Lab scandals have exposed the lack of independent oversight and the often-ineffective standards governing the labs that analyze forensic evidence. Revelations of shoddy work and poorly run facilities have shaken the criminal justice system, raising doubts about the reputation of labs as unbiased advocates for scientific truth. In recent years, evidence of problems ranging form negligence to outright deception has been uncovered at crime labs in at least 17 states. Among the failures were faulty blood analysis, fingerprinting errors, flawed hair comparisons and the contamination of evidence used in DNA testing.
Two of the nation’s highest profile crime-lab scandals resulted in the exonerations of at least 10 defendants, millions of dollars in settlements and broad reviews of hundreds of their cases. Scandal also has hit the FBI crime lab, long considered the nation’s top forensic facility.
In Harris county Texas, a jurisdiction that has sent 75 people to the death chamber -- more than most states -- revelations of incompetent analysts in the lab forced Houston authorities to close it. Police Chief Harold Hurtt later announced the discovery of 280 boxes of evidence from at least 8000 Houston cases spanning 25 years. However, Texas Governor Rick Perry rejected the chief’s plea to halt executions of inmates convicted in Harris County until the scope of problems at the police crime lab can be determined.

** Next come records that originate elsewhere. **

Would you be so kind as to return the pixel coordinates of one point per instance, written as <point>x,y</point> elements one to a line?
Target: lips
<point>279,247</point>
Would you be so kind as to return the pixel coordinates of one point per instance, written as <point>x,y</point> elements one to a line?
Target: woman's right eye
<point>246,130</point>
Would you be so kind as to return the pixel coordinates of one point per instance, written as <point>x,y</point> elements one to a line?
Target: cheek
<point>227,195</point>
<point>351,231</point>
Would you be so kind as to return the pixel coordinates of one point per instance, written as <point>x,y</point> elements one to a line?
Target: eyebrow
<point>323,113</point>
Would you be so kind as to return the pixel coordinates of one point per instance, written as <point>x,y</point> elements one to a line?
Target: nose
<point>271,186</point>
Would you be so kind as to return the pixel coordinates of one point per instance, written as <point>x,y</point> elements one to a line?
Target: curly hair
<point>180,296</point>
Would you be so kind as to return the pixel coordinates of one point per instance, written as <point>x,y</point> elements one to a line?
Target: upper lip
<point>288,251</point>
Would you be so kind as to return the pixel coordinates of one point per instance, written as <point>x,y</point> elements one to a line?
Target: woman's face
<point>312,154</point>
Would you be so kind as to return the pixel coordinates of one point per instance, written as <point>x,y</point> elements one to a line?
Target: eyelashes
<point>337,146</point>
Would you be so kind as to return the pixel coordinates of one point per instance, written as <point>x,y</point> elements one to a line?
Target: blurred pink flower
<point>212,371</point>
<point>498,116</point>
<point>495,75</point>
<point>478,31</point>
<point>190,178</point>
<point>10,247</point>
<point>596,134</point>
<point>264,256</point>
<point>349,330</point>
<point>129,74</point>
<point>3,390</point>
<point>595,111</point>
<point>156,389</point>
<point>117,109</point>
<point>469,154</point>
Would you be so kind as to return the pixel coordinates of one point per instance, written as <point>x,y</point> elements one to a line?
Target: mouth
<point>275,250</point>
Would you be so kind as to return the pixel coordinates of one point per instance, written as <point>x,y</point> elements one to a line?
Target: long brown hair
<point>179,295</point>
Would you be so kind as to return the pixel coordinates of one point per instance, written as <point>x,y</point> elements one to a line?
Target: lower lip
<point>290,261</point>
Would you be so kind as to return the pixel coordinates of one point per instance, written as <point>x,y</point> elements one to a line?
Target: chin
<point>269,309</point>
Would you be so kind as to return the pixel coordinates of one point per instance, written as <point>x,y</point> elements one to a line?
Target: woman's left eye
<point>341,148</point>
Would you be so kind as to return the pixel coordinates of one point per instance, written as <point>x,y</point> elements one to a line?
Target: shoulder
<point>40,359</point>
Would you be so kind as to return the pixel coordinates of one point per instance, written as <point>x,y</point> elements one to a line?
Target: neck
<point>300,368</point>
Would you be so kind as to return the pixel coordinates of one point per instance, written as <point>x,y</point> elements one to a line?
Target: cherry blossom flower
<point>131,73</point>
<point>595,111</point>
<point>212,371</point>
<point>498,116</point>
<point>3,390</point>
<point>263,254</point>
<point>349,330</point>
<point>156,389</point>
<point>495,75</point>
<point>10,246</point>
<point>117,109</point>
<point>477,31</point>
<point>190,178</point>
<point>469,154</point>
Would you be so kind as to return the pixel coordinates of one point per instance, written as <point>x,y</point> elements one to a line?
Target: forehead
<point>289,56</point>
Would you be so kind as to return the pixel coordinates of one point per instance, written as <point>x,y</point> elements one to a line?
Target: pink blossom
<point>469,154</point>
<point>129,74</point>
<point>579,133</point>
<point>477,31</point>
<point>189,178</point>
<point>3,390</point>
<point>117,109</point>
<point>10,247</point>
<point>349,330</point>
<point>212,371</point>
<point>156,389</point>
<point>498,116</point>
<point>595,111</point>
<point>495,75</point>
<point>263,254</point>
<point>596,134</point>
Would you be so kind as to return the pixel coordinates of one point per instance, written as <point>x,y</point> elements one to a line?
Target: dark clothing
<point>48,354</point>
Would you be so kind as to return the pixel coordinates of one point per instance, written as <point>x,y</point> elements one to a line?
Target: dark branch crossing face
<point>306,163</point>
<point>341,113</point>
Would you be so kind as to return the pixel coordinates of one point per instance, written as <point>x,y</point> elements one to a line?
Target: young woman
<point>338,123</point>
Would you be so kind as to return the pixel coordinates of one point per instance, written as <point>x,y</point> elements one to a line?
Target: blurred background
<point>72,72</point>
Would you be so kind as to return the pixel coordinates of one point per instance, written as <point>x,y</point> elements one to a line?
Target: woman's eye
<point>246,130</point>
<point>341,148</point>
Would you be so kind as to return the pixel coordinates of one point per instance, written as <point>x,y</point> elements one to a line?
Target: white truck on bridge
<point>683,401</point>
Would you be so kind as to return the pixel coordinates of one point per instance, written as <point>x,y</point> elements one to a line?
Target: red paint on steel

After Earl Washington challenged the test results from the Virginia state crime lab that had helped secure his conviction and death sentence, Governor Douglas Wilder commuted his sentence to life in prison, nine days before his scheduled execution, finding that the new test results raised a "substantial question" about Washington’s guilt. Six years later, then-Governor James Gilmore ordered another series of tests, and Washington was excluded as a suspect and pardoned.
The Tribune series concludes that labs are too often a place where mistakes, omissions and a lack of rigor lead investigators down false trails that end in wrongful convictions. Judges and juries sift through often-contradictory evidence, in an effort to determine the truth. Across the country, forensic science is being undermined by unproven theories and experts who testify in a misleading fashion. When experts are allowed to overstate their findings and unvalidated techniques are equated with science, judges and juries can be misled, the justice system fails and innocent people are convicted.